Thiobenzophenone is an organosulfur compound with the formula (C_{6}H_{5})_{2}CS. It is the prototypical thioketone. Unlike other thioketones that tend to dimerize to form rings and polymers, thiobenzophenone is quite stable, although it photoxidizes in air back to benzophenone and sulfur. Thiobenzophenone is deep blue and dissolves readily in many organic solvents.

==Structure==
The C=S bond length of thiobenzophenone is 1.63 Å, which is comparable to 1.64 Å, the C=S bond length of thioformaldehyde, measured in the gas phase. Due to steric interactions, the phenyl groups are not coplanar and the dihedral angle SC-CC is 36°. A variety of thiones with structures and stability related to thiobenzophenone have also been prepared.

==Synthesis==
One of the first reported syntheses of thiobenzophenone involves the reaction of sodium hydrosulfide and diphenyldichloromethane:
Ph_{2}CCl_{2} + 2 NaSH → Ph_{2}C=S + 2 NaCl + H_{2}S

An updated method involves sulfiding of benzophenone:
Ph_{2}C=O + H_{2}S → Ph_{2}C=S + H_{2}O

In the above reaction scheme, a mixture of gaseous hydrogen chloride and hydrogen sulfide are passed into a cooled solution of benzophenone in ethanol.
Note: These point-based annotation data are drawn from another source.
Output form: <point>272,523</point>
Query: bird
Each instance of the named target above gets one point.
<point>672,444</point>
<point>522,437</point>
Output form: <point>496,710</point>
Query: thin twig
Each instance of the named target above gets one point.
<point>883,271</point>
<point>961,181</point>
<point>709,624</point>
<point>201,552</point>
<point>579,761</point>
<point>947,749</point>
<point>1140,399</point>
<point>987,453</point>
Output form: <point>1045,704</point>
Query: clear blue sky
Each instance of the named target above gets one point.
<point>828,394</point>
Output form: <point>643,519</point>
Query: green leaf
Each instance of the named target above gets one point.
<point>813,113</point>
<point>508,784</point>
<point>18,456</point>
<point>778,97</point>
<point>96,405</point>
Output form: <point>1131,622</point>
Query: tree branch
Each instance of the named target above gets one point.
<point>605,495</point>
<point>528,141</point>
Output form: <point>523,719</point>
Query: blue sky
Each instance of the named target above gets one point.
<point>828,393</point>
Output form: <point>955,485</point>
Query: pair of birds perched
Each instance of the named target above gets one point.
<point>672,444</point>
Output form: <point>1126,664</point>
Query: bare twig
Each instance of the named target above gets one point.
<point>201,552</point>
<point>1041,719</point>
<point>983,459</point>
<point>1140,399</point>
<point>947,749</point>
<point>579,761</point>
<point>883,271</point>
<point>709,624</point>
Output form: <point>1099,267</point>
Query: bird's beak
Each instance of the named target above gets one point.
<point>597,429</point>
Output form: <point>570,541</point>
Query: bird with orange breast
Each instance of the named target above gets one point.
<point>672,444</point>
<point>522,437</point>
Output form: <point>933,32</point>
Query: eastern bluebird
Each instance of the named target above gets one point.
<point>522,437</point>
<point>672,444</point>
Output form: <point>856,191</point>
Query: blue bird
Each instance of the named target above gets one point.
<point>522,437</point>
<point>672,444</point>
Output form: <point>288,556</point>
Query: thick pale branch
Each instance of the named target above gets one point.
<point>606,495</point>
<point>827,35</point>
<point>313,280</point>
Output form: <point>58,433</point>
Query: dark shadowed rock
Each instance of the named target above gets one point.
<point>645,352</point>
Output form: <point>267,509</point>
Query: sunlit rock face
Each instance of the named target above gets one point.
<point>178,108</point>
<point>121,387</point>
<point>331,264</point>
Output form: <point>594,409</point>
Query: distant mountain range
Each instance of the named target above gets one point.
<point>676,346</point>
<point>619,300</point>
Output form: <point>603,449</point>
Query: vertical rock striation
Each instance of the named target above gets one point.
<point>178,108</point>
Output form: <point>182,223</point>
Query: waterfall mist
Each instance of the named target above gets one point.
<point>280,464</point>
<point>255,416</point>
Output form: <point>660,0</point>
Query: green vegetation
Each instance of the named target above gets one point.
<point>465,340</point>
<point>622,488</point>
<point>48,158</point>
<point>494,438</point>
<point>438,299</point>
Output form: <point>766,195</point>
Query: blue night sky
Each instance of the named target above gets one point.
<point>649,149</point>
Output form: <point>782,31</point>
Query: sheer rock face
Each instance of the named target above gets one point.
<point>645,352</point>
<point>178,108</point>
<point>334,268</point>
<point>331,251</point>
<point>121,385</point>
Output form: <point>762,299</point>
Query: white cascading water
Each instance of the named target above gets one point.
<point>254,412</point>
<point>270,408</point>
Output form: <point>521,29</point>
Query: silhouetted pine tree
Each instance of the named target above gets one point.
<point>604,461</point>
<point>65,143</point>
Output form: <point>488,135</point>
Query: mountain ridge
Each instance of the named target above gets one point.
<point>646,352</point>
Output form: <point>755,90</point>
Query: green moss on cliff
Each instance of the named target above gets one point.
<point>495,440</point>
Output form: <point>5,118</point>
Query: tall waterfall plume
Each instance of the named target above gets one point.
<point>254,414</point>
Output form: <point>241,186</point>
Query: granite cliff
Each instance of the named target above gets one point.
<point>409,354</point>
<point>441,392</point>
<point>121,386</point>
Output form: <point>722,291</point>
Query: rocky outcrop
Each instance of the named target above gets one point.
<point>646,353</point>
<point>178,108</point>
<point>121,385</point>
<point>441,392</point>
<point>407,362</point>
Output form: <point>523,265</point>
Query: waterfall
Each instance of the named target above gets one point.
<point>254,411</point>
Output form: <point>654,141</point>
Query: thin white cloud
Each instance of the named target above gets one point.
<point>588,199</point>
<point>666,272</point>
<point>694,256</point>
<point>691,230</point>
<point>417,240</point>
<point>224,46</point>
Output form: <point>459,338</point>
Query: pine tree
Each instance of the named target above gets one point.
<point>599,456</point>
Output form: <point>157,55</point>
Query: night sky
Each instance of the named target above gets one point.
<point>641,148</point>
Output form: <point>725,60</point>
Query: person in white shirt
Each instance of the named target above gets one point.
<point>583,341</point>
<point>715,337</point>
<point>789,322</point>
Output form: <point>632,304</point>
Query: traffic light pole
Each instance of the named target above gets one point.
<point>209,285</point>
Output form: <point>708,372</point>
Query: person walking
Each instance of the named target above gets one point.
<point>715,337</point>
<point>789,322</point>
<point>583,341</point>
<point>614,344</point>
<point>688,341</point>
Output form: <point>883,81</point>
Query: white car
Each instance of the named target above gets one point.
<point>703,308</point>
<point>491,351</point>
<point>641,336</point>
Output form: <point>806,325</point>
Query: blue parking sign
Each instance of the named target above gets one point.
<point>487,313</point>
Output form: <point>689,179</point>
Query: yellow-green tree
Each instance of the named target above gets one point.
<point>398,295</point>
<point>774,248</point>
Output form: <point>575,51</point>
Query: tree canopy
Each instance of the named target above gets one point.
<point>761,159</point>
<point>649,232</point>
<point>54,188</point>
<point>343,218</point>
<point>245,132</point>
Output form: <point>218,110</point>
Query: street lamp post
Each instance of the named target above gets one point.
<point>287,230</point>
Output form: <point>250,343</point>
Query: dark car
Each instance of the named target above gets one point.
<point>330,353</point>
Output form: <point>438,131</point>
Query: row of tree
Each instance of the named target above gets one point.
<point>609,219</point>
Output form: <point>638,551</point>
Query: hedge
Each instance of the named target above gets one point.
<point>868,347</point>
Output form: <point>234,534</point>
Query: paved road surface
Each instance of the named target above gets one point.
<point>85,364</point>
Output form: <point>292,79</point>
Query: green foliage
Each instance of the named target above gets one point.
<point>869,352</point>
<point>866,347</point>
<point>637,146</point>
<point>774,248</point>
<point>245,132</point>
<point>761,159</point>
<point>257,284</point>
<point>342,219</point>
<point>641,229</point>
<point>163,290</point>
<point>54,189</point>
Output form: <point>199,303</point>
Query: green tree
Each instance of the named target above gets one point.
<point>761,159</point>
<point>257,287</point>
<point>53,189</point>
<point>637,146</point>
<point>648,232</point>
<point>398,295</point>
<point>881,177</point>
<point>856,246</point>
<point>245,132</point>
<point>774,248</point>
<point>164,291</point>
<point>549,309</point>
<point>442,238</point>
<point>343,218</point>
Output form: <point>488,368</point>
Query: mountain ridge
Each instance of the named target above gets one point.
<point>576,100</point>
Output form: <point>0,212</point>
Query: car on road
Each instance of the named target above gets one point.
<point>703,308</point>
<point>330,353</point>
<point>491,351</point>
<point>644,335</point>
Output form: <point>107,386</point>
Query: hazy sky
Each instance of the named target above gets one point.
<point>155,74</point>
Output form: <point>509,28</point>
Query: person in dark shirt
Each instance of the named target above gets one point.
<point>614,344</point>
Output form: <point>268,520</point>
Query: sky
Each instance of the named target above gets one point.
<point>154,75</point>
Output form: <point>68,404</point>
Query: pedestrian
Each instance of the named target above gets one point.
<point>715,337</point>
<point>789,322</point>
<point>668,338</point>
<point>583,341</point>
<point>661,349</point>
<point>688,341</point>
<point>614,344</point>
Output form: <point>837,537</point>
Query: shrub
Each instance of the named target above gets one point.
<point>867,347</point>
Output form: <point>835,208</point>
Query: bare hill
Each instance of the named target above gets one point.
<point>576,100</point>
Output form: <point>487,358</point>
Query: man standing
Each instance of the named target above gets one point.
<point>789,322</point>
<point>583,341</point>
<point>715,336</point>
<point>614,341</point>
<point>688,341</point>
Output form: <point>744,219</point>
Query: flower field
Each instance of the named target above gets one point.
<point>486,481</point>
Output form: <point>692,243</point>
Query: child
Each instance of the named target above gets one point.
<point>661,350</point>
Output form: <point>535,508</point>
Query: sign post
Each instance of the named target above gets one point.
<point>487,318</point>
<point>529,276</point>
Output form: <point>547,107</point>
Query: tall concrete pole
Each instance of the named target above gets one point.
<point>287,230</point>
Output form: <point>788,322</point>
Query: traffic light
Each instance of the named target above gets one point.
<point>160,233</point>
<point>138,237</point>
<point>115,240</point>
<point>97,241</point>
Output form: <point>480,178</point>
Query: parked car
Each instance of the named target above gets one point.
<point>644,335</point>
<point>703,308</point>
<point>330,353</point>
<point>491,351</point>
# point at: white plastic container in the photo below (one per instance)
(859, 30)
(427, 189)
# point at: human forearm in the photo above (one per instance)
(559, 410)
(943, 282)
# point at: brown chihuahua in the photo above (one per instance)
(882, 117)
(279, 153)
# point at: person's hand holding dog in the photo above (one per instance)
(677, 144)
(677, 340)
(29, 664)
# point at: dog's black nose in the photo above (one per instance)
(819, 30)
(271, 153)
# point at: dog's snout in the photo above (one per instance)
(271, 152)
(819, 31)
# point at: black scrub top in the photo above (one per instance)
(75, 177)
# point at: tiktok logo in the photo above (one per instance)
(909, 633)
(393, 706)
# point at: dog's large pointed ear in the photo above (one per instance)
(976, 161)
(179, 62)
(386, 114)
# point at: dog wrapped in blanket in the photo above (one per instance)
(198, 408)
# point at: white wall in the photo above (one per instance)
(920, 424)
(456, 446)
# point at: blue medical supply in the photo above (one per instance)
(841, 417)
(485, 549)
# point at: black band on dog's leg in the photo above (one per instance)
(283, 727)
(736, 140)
Thiobenzophenone can also be produced by a Friedel-Crafts reaction of thiobenzoyl chloride and benzene.

==Reactivity==
Due to the relative weakness of the C=S bond, thiobenzophenone is more reactive than benzophenone. Thiobenzophenone (as well as other thioketones) is a dipolarophiles and dienophiles. For example, it combines with 1,3-dienes in Diels-Alder cycloadditions. The rate of thioketones in cycloadditions is related but not limited to the size of the small HOMO/LUMO energy gap of the π-MOs of the C=S double bond. Reactions between thiobenzophenone and most dienes yield Diels-Alder adducts whereas reactions with monoolefins yield bicyclic compounds.